On Builds
The most dangerous factor for productivity is the void space between your iterations, the time spent waiting for assets or code to build. Fortunately there are only really three ways to measure it: instantaneous, one minute, or coffee break.
Instantaneous results are key to keeping yourself in the zone. You stay focused and engaged, the possible changes you want to make never have to leave your head because they’ll be soon tried.
If you’re in the one minute range you’re nearing the danger zone but your concentration is still salvageable. If you’re waiting for a minute between builds (and redeployment) you might check your email, visit Reddit, read another bit of that AltDevBlogADay article you were working your way through on your last build, etc., but the problem hasn’t entirely vacated your brain.

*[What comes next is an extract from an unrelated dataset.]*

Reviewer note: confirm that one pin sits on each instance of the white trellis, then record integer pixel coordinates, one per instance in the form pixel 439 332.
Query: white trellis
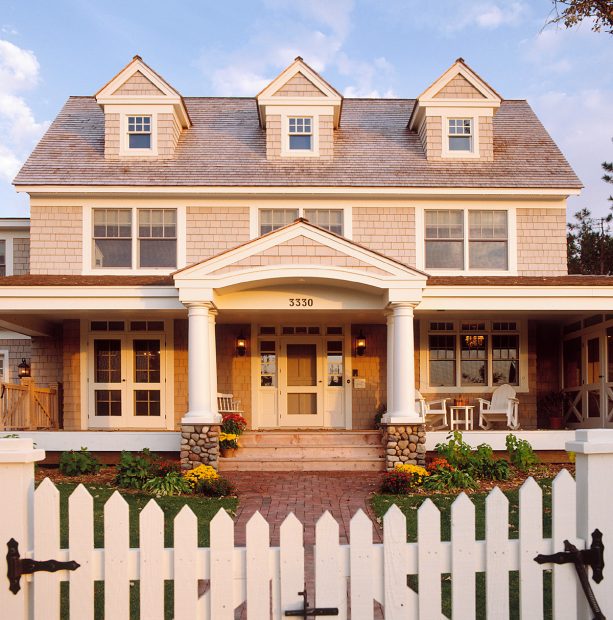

Anything past a minute is disastrous to productivity. If you have to stop work because of a five/ten/fifteen minute build time then you’re going to find something else to do. You’ll go for coffee. You’ll start working on another project. You’ll finish writing your AltDevBlogADay article, and maybe the one after that. We all know programmers are people who turn coffee into code, but if they have too much coffee they spend all their time in the washroom.
Like a lobster in a pot of warming water your build times may increase (and your productivity may plummet) without anyone noticing. Before you know it you’ve gone from sculpting code like it was fresh, wet clay to being in the break room, adjusting the coarseness of the grind used in your French press for the best cup of rocket fuel.
Proponents of dynamic languages are all over this, you don’t have to sit in front of a Python or Lisp REPL for very long before you realize how fantastic it is to have your results before your brain has even processed the “lift-pinky-finger-off-of-enter-key” message.
Much of game development is stuck with the compile-link-redeploy, as cool as it would be to attach SLIME to a running Lisp image on your PS3, it might not be practical for your current project.
Work costs time. To consume less time you must do less work.
Most build optimizations revolve around compilers being pretty stupid. If your source file tells the compiler to include Windows.h it won’t check to make sure if it’s needed, it’ll just go and paste in its contents right where you told it to. And after it’s finished the inclusion it has to go and parse the resulting 3mb of code.
A precompiled header is one way around this. Put all your includes into the PCH, have the compiler process it into whatever convenient intermediate form it so chooses, and then refer to it, saving the cost of repeatedly including some potentially large files.
If precompiled headers aren’t an option because they just don’t work for your code, or you’re using CodeWarrior, or whatever, there’s bulk/master/unity files which involve you #include’ing all your source files into one file, and compiling that one file. That said I really don’t like bulk build files as they diminish three of the five meanings of the static keyword and also because they can lead to globbing together data that might otherwise be considered dead by the linker.
Because I develop middleware I don’t have the luxury of insisting my users use precompiled headers or bulk builds. They almost always do but I still have that restriction in place. So when it comes to optimizing my builds I do it the same way I would when optimizing code.